Esta mediocre película esta gustando entre crítica y público, esta valorada como un buen thriller periodístico político. Probablemente el problema sea mio, pero he salido del cine con la sensación de que me acababa de tragar un truñito bastante importante con ínfulas de parecer solvente.

¡Soy un oso!

¡Soy un oso!

Y podréis decir: Pero Diego, tú te tragas los truñitos de tres en tres y las das buenas notas… ¿Como diantres no has venido hablando maravillas de esta? Pues bien. No me he tragado NADA. Ni suspensión de credulidad ni leches, esta cinta no ha sido capaz de engañarme (algo en lo que consiste el cine).

¿Me puedes decir qué hacemos en esta película?

Tenemos un supuesto thriller donde todo tiene que parecer muy trascendente. Se cargan a una muchacha y una malvada empresa contratista ha de estar detrás pues la pela es la pela. Hasta ahí bien, cosas peores pasan bajo mi punto de vista.

Brad Pitt abandonó el papel y yo...

Pero claro, la cosa cambia cuando empieza aún ese tono más conspiranoico, con unos Estados Unidos que quieren privatizar su seguridad nacional (casi lo tiene hecho).
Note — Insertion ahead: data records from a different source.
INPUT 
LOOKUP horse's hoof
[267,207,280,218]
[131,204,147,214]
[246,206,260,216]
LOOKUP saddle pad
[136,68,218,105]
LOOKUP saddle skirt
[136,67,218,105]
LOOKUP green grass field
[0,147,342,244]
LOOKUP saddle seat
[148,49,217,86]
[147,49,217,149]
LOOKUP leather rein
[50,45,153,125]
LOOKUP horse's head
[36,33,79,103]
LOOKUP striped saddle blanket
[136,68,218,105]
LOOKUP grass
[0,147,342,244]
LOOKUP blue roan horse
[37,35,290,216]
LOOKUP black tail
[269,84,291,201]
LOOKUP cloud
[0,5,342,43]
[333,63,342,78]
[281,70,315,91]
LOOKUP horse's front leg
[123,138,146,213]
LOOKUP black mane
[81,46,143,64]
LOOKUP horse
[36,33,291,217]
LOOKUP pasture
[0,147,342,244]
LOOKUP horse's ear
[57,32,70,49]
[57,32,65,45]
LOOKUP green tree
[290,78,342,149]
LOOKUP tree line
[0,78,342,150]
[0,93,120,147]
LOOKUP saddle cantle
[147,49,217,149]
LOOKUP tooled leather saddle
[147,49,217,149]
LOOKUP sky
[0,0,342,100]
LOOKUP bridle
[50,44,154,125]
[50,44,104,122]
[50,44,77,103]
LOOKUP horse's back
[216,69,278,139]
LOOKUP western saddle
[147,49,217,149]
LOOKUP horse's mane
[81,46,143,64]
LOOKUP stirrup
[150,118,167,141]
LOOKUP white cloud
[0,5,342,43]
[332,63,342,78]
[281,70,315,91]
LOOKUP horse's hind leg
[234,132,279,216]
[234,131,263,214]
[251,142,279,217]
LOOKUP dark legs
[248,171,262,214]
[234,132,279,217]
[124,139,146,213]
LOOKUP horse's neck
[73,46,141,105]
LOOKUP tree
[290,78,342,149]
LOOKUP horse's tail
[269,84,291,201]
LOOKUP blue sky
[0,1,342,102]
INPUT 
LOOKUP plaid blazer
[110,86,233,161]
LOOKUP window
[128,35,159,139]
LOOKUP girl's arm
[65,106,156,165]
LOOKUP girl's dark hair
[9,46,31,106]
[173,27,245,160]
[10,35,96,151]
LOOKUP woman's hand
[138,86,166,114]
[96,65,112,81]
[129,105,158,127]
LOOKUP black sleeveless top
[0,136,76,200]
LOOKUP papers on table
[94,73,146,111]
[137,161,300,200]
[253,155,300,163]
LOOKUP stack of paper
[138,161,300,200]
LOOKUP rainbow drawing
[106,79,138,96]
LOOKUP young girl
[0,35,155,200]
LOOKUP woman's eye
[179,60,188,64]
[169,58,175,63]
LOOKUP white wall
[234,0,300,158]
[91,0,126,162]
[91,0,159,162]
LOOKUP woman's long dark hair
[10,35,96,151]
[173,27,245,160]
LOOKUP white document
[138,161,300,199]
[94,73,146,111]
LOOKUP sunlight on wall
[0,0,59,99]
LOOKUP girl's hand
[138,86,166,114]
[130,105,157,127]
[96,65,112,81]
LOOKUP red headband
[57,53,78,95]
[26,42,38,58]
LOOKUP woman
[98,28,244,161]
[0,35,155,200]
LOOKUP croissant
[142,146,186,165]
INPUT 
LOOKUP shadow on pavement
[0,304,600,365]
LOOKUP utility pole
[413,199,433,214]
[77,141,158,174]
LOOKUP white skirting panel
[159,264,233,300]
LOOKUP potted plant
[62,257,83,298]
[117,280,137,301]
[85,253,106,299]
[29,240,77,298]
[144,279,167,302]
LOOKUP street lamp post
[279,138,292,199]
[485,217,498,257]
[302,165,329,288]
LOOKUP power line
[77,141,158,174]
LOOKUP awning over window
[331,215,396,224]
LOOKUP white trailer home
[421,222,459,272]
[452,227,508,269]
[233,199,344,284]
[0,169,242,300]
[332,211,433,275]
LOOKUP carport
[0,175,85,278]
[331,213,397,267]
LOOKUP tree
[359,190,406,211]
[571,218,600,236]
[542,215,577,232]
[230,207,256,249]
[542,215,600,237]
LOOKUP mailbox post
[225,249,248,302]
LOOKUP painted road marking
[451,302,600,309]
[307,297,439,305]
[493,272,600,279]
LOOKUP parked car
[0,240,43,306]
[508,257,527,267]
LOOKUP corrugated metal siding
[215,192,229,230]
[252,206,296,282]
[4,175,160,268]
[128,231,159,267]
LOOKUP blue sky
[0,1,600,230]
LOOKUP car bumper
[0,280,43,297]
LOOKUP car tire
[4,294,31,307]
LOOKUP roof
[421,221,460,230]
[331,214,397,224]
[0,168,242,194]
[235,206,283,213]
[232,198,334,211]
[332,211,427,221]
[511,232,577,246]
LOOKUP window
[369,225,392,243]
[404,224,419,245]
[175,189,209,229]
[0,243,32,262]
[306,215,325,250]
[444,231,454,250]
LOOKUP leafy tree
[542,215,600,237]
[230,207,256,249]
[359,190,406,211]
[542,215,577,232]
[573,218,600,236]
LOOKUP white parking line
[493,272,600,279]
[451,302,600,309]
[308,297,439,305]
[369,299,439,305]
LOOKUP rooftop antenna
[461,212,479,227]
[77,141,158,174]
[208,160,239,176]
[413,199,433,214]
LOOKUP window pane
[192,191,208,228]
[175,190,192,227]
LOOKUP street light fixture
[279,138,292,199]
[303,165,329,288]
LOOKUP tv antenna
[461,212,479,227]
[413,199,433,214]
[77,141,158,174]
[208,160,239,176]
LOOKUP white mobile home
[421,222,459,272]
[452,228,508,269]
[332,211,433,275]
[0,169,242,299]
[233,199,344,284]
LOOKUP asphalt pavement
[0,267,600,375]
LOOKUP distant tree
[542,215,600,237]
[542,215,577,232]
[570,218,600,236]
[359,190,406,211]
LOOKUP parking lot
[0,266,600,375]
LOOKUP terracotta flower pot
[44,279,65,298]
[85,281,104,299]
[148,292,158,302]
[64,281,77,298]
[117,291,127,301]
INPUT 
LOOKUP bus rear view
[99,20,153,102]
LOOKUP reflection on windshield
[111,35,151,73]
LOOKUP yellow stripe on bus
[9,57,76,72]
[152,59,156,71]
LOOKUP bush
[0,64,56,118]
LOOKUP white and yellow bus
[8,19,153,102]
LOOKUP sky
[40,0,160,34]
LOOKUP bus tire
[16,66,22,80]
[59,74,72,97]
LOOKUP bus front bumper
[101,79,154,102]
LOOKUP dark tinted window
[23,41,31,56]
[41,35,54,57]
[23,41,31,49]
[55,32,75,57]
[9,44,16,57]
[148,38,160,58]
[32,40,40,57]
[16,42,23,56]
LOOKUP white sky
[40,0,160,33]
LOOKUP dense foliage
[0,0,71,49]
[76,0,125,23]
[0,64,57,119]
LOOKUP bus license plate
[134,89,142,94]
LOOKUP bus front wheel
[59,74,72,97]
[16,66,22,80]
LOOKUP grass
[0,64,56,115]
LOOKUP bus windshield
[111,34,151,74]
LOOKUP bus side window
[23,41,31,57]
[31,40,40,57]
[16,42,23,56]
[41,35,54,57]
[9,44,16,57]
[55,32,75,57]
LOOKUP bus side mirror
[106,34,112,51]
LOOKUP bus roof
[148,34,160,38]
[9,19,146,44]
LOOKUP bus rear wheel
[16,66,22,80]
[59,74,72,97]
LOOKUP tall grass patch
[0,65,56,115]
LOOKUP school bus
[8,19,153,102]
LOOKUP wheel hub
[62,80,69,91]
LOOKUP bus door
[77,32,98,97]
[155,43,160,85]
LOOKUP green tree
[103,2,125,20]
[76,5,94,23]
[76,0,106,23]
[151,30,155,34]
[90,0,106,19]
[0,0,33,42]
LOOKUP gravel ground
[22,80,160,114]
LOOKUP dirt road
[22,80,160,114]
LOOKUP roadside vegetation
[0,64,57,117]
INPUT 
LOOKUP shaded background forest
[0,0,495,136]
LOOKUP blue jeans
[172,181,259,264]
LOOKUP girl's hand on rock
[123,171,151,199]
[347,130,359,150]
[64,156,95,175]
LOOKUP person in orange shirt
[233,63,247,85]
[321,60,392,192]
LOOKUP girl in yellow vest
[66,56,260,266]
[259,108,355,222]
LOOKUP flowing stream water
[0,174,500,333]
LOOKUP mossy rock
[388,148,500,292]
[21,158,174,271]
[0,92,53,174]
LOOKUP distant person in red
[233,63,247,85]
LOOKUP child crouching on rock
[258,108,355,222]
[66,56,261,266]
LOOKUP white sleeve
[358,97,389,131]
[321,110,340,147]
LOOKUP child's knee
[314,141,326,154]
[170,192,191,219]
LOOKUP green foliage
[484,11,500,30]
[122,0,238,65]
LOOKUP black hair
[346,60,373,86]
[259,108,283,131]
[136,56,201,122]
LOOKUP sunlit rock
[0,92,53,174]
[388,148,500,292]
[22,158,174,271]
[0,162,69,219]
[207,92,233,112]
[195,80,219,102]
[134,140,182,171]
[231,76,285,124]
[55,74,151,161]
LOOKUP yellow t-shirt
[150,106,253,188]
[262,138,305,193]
Es algo así como si el Ejercito Español fuese de Carrefour dentro de una conspiración que nos hizo prescindir de nuestra mariscal Carmen Chacón y entonces Zapatero le pagase a Carrefour como a una contrata.

Ben Affleck con el dinero que le pagaron por aparecer en la película

Ben Affleck con el dinero que le pagaron por aparecer en la película

 No me trago nada, ese guión tramposo donde prima la casualidad sobre la causalidad. Casualidad que yo no me trago como que un mismo periodista este investigando dos casos y vea que se interrelacionan porque en uno de los implicados del primer caso tiene contacto con otro del segundo caso. ¡Qué pequeño es el mundo!

La película avanza mediante estas casualidades que yo no me trago. La empresa es malvada, sus extensiones llegan más lejos de lo que llegó jamás una corporación de un malo de James Bond. Todo el que habla de ella muere. Quiere la Seguridad Nacional Estadounidense, hay mucho dinero en juego.

Russell Crowe esta bien en su papel de Russell Crowe. Lo borda. A Ben Affleck le recomendaría que volviese a dirigir mimetizando a Clint Eastwood y se olvide de los pucheritos. Ah, y Robin Wright Penn es muy guapa.

No perdáis el tiempo, en serio porque lo único que conseguiréis es salir cabreados después de haberos tragado esta mágica película donde las cosas pasan gracias a la Ciencia Infusa. Más increíble que Superman, con giros finales ya innecesarios. Poco más y Russell Crowe anda sobre las aguas. Gilroy, sigue escribiendo películas de Bourne, machote. Se te dan mejor.